Consumers won class action status Tuesday in their lawsuit against the San Francisco-based Union Bank regarding wrongfully charged overdraft fees.
The case is part of a multi-district litigation that involves approximately 30 banks, including Bank of America, Chase and U.S. Bank, which will be held before U.S. District Judge Lawrence King in the Southern District of Florida, according to the Washington Post.
Consumers involved in the case against Union Bank allege that the bank processed debit card transactions from largest to smallest instead of the time the purchases were made in order to increase the risk that customers would overdraw their checking account and rake up fees.

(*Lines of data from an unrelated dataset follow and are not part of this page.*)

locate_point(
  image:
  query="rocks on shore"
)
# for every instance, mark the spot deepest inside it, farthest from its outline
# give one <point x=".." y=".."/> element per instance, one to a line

Union Bank estimates that reordering transactions in such a way would generate $18 million in fees annually, according to the Washington Post.
Bank of America recently agreed to settle its suit for $410 million, while King has not yet decided the status of the cases against Chase and U.S. Bank.

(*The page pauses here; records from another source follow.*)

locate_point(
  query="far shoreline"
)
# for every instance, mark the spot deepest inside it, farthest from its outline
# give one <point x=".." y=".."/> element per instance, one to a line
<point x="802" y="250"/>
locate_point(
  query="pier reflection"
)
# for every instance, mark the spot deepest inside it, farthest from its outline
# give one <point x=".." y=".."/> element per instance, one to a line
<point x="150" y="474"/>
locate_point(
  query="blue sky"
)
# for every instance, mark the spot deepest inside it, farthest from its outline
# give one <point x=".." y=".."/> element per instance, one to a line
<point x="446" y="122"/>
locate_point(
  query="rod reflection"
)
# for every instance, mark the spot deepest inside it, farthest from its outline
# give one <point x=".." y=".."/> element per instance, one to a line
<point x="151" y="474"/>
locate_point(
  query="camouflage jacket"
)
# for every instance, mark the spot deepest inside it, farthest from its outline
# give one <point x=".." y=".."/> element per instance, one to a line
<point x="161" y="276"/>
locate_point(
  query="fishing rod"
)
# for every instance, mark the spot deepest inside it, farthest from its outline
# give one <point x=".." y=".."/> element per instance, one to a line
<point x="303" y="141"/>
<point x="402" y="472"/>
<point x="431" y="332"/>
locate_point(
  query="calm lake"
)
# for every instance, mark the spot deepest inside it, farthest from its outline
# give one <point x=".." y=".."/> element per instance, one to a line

Bruce Rogow, one of the plaintiffs' lead attorneys on the case, said Tuesday’s action sets the stage for similar decisions, according to the Washington Post.
“All the banks will fall, ultimately,” Rogow said, according to the Washington Post. “The class certification order is a precedent that will apply to all of the other banks because they all engaged in the same practice.”
Rogow said that Well Fargo had to return $203 million to consumers when they lost a separate class action suit.
Last year, the Federal Reserve prohibited banks from allowing customers to overdraw their accounts and get hit with a fee unless customers agreed to the service.
Most banks have either dropped the practice or have discontinued overdraft programs altogether, according to the Washington Post.
Currently, overdrafts revenues are at their lowest level since 2006.